Construcción de la Basílica de Santa María Mayor
Un texto del
Liber Pontificalis afirma que Papa Liberio «Fecit basilicam nomini suo iuxta
Macellum Liviae”. Las excavaciones arqueológicas llevadas a cabo bajo el suelo
de la basílica nos han mostrado restos de un edificio que consta de varias
habitaciones alrededor de un gran patio porticado. Son los restos de la
primigenia basílica.
La actual
basílica de Santa María Mayor fue erigida un siglo más tarde por el Papa
Sixto III en honor de la proclamación de María como Theotókos – Madre
de Dios – por el Concilio de Éfeso en el año 431 d.C. Fue construida entre el
432 y el 440. El mismo papa encargó los 42 paneles que representan escenas
bíblicas y que aún adornan la nave central y el arco de triunfo.
La basílica fue
ampliada en el siglo XIII por papa Nicolás IV. Este
papa reconstruyó el ábside ampliándolo hacia atrás y adornándolo con
mosaicos. También encargó una nueva fachada con mosaicos realizados
por Filippo Risuti. Otros cambios se produjeron entre finales del siglo
XVI y principios del siglo XVII. Los papas Sixto V y Paulo V construyeron las
dos capillas laterales, llamadas Sixtina y Paulina. También realizaron el
palacio a la derecha de la fachada.
PESEBRE MÁS ANTIGUO DEL PLANETA
En Navidad adquiere especial
relevancia la Basílica de Santa María la Mayor en Roma, el templo que
custodia el pesebre más antiguo del planeta.
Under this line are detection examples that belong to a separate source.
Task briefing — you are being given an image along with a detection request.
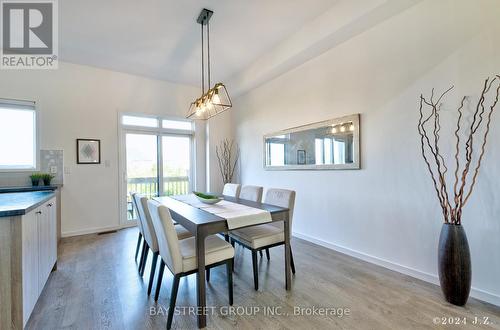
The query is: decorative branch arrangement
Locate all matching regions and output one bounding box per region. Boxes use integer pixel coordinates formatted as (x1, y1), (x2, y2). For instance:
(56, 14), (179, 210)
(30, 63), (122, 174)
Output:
(215, 139), (240, 184)
(418, 75), (500, 225)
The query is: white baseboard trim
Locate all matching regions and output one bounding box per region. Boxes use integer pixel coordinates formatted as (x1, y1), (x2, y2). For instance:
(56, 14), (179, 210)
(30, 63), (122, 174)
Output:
(61, 224), (136, 238)
(293, 231), (500, 306)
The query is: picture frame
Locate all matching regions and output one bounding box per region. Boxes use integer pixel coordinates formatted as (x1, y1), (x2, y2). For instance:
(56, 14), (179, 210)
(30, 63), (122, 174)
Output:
(76, 139), (101, 164)
(297, 150), (306, 165)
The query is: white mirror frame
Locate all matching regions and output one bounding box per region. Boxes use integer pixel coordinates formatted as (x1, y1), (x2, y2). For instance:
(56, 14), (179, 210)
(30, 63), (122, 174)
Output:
(262, 114), (361, 171)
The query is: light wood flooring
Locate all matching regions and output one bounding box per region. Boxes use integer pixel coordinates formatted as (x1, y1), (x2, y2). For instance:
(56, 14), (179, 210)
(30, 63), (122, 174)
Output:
(26, 228), (500, 330)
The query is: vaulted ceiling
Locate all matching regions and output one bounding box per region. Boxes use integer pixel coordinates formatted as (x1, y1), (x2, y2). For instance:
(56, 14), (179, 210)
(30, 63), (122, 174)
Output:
(59, 0), (336, 86)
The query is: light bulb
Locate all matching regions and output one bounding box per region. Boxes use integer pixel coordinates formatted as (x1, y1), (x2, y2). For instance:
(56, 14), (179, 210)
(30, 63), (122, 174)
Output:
(212, 93), (220, 104)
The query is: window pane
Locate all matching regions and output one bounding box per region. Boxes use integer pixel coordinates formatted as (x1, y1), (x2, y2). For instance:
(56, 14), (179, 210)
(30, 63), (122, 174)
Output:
(122, 116), (158, 127)
(270, 143), (285, 166)
(162, 136), (191, 196)
(314, 139), (324, 165)
(125, 134), (158, 220)
(161, 119), (193, 131)
(0, 108), (36, 169)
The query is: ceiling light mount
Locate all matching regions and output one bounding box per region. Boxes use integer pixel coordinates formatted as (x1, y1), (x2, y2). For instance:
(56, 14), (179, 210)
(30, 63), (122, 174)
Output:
(186, 8), (233, 120)
(196, 8), (214, 25)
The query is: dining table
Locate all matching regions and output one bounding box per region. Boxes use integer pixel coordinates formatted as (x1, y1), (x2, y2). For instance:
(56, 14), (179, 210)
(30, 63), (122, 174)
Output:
(153, 196), (291, 329)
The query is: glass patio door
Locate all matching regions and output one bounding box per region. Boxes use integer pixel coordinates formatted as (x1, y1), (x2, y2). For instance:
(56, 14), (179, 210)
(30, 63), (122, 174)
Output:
(161, 135), (192, 196)
(125, 133), (159, 220)
(119, 113), (195, 226)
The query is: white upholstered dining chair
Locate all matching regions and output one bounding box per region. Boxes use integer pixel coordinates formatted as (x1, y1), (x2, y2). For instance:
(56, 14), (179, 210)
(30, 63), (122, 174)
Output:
(239, 185), (264, 202)
(132, 193), (193, 296)
(148, 200), (234, 329)
(222, 183), (241, 198)
(229, 189), (295, 290)
(130, 194), (146, 261)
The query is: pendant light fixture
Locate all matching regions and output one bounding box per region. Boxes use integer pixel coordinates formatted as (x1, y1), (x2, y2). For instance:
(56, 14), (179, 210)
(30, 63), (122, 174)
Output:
(187, 9), (233, 120)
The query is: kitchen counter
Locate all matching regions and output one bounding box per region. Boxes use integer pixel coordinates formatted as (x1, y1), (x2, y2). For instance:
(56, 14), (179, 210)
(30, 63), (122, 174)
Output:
(0, 191), (55, 217)
(0, 185), (58, 193)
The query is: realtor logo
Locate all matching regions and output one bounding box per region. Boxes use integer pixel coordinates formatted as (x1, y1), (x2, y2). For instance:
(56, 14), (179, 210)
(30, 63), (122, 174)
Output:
(0, 0), (58, 69)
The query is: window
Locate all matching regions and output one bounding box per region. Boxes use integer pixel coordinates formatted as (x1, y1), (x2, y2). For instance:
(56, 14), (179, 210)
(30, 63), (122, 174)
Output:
(122, 116), (158, 127)
(119, 114), (196, 223)
(0, 99), (38, 171)
(161, 119), (193, 131)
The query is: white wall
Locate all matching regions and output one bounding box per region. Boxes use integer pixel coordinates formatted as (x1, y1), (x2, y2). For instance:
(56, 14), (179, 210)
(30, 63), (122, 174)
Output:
(207, 111), (237, 193)
(233, 0), (500, 305)
(0, 63), (206, 235)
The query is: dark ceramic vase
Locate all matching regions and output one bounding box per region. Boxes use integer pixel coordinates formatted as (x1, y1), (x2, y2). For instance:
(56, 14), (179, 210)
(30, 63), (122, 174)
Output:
(438, 223), (472, 306)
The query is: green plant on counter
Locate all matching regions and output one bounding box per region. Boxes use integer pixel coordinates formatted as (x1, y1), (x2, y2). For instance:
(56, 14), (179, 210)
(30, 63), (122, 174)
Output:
(193, 191), (218, 199)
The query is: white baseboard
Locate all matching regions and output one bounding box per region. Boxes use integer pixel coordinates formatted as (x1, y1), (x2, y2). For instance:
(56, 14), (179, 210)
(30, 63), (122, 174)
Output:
(61, 224), (136, 238)
(293, 231), (500, 306)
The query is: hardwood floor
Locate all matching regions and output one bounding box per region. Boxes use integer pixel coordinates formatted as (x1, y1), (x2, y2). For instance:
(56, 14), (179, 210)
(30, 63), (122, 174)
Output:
(26, 228), (500, 329)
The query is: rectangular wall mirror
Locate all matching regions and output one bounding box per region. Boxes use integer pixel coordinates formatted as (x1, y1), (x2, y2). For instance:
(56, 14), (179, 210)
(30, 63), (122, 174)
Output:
(264, 114), (360, 170)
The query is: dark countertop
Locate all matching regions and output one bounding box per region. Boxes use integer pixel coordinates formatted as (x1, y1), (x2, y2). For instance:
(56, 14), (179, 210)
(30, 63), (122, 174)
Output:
(0, 191), (55, 217)
(0, 186), (58, 193)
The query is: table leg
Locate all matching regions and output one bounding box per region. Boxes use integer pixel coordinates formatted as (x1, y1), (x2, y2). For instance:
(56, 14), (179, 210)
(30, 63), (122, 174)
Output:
(284, 214), (292, 290)
(196, 228), (207, 329)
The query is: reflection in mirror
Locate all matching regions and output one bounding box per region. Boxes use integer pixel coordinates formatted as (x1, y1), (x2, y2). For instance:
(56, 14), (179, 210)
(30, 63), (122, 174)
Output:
(264, 115), (359, 169)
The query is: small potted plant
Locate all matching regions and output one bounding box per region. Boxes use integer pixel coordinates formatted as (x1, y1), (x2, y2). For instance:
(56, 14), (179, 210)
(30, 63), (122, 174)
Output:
(30, 173), (42, 187)
(42, 173), (54, 186)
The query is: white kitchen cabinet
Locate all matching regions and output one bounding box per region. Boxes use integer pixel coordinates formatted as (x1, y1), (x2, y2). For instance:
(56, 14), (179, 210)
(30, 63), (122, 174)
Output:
(22, 198), (57, 327)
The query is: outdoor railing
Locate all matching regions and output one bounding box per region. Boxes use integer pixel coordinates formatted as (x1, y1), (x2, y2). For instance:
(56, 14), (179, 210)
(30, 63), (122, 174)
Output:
(127, 176), (189, 198)
(127, 176), (189, 219)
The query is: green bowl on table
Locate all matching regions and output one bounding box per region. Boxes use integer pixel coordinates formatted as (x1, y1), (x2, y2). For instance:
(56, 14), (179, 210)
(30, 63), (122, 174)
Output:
(193, 191), (222, 204)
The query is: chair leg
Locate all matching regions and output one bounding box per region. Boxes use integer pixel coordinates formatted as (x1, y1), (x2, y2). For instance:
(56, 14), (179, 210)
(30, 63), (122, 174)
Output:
(139, 244), (149, 276)
(155, 258), (165, 301)
(226, 259), (234, 306)
(148, 252), (159, 296)
(252, 250), (259, 291)
(167, 275), (181, 329)
(135, 232), (142, 261)
(139, 240), (148, 273)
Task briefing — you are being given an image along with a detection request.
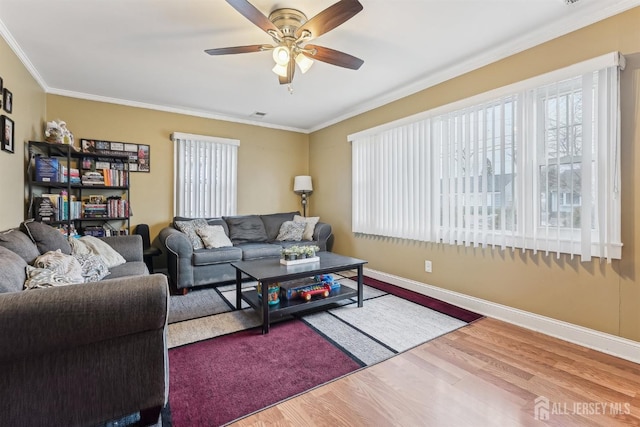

La idea fue del papa Niccoló
IV, quien en 1288 encargó al escultor, arquitecto y urbanista Arnolfo di Cambio
una representación escultórica a tamaño natural del portal de Belén
Arnolfo di Cambio (Colle di Val d’Elsa, 1240-Florencia, 1310/12) realizó la primera figuración plástica, esculpiendo en 1291 las estatuas que personificaban
a los protagonistas de la Natividad y a los Reyes Magos: las esculturas del primer
pesebre de la historia, inicialmente
colocadas en el monumento
a Bonifacio VIII en la Cripta
de la Capilla Sixtina de Santa María la Mayor.
Están representados los tres Reyes Magos que
adoran al Niño Jesús junto con san
José. Mientras la estatua
de María, que lleva
en brazos al Niño, se había pensado que
era una estatua del siglo
XVI, pero tras una reciente
restauración, se cree que
la obra sea la estatua original
parcialmente retocada en el Quinientos. Cabe indicar que Arnolfo
ultimó en sus mínimos detalles solamente las partes visibles al espectador
mientras el lado más escondido aparece escasamente esbozado.
A los pies
del altar la escalera
doble de la Confesión conduce a
la Cripta del Pesebre, con suelo cosmatesco. Ahí, entre
1290 y 1292, Arnolfo di Cambio reconstruyó
un pesebre con forma
de capilla, destinado a resaltar las reliquias de Belén veneradas en iglesia romana.
Por este motivo, la basílica fue denominada
entonces de Santa
María ad Praesepem.
Los numerosos peregrinos que volvían a Roma de Tierra Santa aportaron valiosos fragmento de madera de la Sagrada Cuna, actualmente guardados en el relicario dorado de la Confesión, que refuerzan la devoción en el mundo católico El comitente Niccoló IV –el primer papa franciscano– se mostró especialmente devoto por el relicario del heno en el que reposó el Niño, una tradición franciscana después del primer Nacimiento viviente de San Francisco.
RELICARIO DEL PESEBRE-GIUSEPPE VELADIER- 1900
Entre la Basílica
Liberiana (por el nombre del Papa
Liberio, su fundador) de Santa María la Mayor –la única dedicada a la Virgen entre las
cuatro grandes basílicas romanas–, y la Corona
de España existen estrechos vínculos: el rey, al igual que sus
predecesores, en el trono posee
la dignidad de Protocanónigo honorario.
A este propósito, conviene recordar que
el emperador Carlos V donó al papa
Alejandro VI el primer oro procedente
de América con el que se doró el
artesonado de este templo mariano, que aún
ostenta la primitiva estructura paleocristiana, enriquecida con
sucesivas añadiduras románicas, renacentistas y tardobarrocas.
Posteriormente, en tiempos
del rey Felipe IV, y en virtud de la bula Hispaniarum
Fidelitas, se instauró que cada
año España entregara el Óbolo de la Corona a la Basílica y que se
celebraran solemnes ritos eucarísticos en la misma con motivo de la festividad
de San Fernando y otras señaladas fechas.